第十四章
陶樂樂的膽子一直很大。
在這樣莫名其妙的情境之下,他居然能麵不改色地站在那裏,下巴微抬,舉止間帶著倨傲感。他輕輕地抬步,跨過門檻,生出一隻手指在地攤攤主的麵前輕輕搖晃,目光漫不經心地向後望去,嘴上說:“我有師父了!”
師父?
地攤攤主嘴角揚起一抹笑容,小孩子撒謊就是經不得推敲。哪有師父在徒弟這麽關鍵的時候不出現在身旁的。他的靈識不會騙人,房間裏至始至終隻有眼前的小孩一人。於是他微眯著眼,笑著說道:“你可知道我是誰?”
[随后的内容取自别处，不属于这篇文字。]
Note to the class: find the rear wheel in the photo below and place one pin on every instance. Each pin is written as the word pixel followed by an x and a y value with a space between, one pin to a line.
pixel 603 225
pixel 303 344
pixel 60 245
陶樂樂搖了搖頭。他的目光觸及到方鶴的身影時,心中的忐忑不安一瞬間便平靜了下來。他的目光又重新放到了地攤攤主的身上,感興趣地問,是誰。
“我,中央大陸宗新遠。”
聽到這個名字,人群裏有人倒吸了一口涼氣。宗新遠這個名字他們可不陌生,中央大陸很多天驕都與其關係密切,他們手中的兵器都是請對方為他們量身打造的。更有傳言說,每年流向各大域的稀世兵器,都出自他之手。
他是當之無愧的鍛造宗師。
曾經,各大域的鍛造天才不遠千裏前來拜師,想要拜入宗新遠的門下,但都被他拒絕了。但他有個怪癖,每拒絕一個學生之前,他都要親自教導一番,少則一炷香的時間,多則幾天幾夜。被他教過的學生,都大徹大悟,煉器能力突飛猛進,一越而上。
按照他的話來說,這是對求學者的饋贈。
因此,即便宗新遠“拒絕”之名流傳甚廣,每年依舊有源源不斷的天才弟子送上門來。
但很可惜,至今他的門下空無一人。
眾人沒有想到如今,他們能見到對方收弟子的那一幕!他們目不轉睛地盯著打開房門的小朋友,看著他“呆頭呆腦”的樣子,恨不得按住他的頭替他答應這件事。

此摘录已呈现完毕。